Era toda roja y con rayas amarillas y azules. El metal deslumbraba, de tan brillante. Sergito me vio y se puso a hacer demostraciones. Corría, hacía curvas, daba frenadas que llegaban a chirriar. Entonces se me acercó.

-¿Te gusta?

-Es la bicicleta más linda del mundo.

-Acércate más al portón, que la vas a ver mejor. Sergito era de la misma edad y grado que Totoca. Sentí vergüenza de mis pies descalzos, porque él usaba zapatos de charol, medias blancas y ligas de elástico rojo. En el brillo de los zapatos se reflejaba todo. Hasta los ojos de papá comenzaron a mirarme desde ese brillo. Tragué en seco.

-¿Qué te pasa, Zezé? Estás raro.

-Nada. De cerca todavía es más bonita. ¿Te la regalaron por la Navidad?

-Sí.

Bajó de la bicicleta para conversar mejor y abrió el portón.

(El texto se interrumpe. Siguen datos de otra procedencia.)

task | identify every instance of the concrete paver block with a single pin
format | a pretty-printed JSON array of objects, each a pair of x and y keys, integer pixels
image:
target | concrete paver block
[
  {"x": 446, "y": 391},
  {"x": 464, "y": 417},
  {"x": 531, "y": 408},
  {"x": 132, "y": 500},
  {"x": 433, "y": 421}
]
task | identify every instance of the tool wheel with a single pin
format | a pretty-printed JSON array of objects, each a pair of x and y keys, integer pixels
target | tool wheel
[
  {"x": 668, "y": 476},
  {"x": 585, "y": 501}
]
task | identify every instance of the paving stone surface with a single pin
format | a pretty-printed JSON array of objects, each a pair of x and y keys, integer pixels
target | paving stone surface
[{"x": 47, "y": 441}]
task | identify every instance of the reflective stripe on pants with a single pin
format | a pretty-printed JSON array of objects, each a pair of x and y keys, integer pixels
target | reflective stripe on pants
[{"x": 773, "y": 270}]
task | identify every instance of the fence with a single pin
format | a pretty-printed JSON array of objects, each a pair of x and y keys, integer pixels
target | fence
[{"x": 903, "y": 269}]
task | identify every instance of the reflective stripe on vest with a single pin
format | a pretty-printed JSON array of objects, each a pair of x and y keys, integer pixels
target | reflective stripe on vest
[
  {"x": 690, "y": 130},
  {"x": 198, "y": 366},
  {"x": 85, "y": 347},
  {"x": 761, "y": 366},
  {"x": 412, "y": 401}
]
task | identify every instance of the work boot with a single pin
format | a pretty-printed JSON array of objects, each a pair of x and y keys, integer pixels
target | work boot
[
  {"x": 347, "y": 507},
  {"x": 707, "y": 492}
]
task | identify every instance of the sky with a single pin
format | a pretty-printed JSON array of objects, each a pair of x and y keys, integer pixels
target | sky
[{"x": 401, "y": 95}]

-Tuve muchísimos regalos. Una victrola, tres trajes, un montón de libros de cuentos, una caja de lápices de colores de las grandes. Una caja con juegos, un avión que mueve la hélice. Dos barcos con vela blanca. . .

Bajé la cabeza y me acordé del Niño Jesús, al que solamente le gustaba la gente rica, como decía Totoca.

-¿Qué pasa, Zezé?

-Nada.

-Y a ti, . . ¿te regalaron muchas cosas? Negué con la cabeza, sin poder responder.

-Pero, ¿nada? ¿De verdad, nada?

(46)

-¡No es posible! ¿Así que ustedes no tuvieron castañas, ni avellanas, ni vino?. . .

-Apenas "rabanada", que hizo Dindinha, y café. Sergito se quedó pensativo.

-Zezé, si yo te convido, ¿aceptas? Estaba adivinando de qué se trataba. Pero, aun sin haber comido, no tenía deseos.

-Vamos adentro. Mamá te hace un plato. Hay tantas cosas, tantos dulces...

No me arriesgaba. Había sido muy maltratado en esos días. Más de una vez había escuchado: "¿No te dije Que no me traigas mocosos de la calle a casa?".

-No, muchas gracias.

-Está bien. Y si le pido a mamá que haga un paquete de castañas y otras cosas para que se lo lleves a tu hermanito, ¿lo llevas?

-No puedo. Tengo que terminar de trabajar. Recién en ese momento Sergito descubrió mi cajoncito de lustrar, sobre el que me había sentado.

-Pero nadie se lustra en Navidad...

-Me pasé todo el día y solo conseguí ganar diez cruzeiros, y eso que cinco me los dieron de limosna. Todavía tengo que ganar dos más.

-¿Para qué, Zezé?

-No te lo puedo contar. Pero los necesito mucho. Se sonrió y tuvo una idea generosa.

-¿Quieres lustrar mis zapatos? Te doy diez cruzeiros.

-Tampoco puedo. No les cobro a los amigos.

-¿Y si te los doy, es decir, si te presto los diez cruzeiros?

-¿Y puedo demorar en pagarte?

-Como quieras. Hasta puedes pagarme después en bolitas.

-Así, sí.

Metió la mano en el bolsillo y me dio una moneda.

-No te aflijas, que recibí mucho dinero. Tengo la alcancía llena.